Advisory Commission to Recommend Reforms to Property Tax System
Mayor de Blasio and Council Speaker Johnson recently announced the formation of a new advisory commission to develop recommendations to reform NYC’s property tax system with the goal of making it simpler, clearer, and fairer, while ensuring that there is no reduction in revenue used to fund essential city services. The commission will solicit input from the public by holding at least 10 public hearings.
The last in-depth review of the system by a government-appointed commission was in 1993.
New York City’s current property tax system is set forth in state law and has existed for nearly four decades. Its complex structure classifies properties into multiple categories, referred to as tax classes, and contains provisions that govern fractional assessments, market valuation restrictions, and caps on growth, among other things. Application of the various provisions of state law can result in differences in taxes paid on properties, which may become more pronounced with the passage of time.

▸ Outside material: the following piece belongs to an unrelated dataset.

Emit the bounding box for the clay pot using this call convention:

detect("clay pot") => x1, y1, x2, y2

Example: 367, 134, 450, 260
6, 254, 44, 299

The advisory commission will evaluate all aspects of the current property tax system with an eye to transparency, efficiency, and fairness. Its comprehensive review will include, but won’t be limited to:
- The tax classification system;
- The methods of determining property market values and assessments;
- Treatment of property value increases;
- Relief for low-income and senior homeowners; and
- Method of calculating tax rates.
The advisory commission’s recommendations may include changes that could be made at the city level, as well as those that would require state legislation. The commission will also review comparable property tax systems across the nation.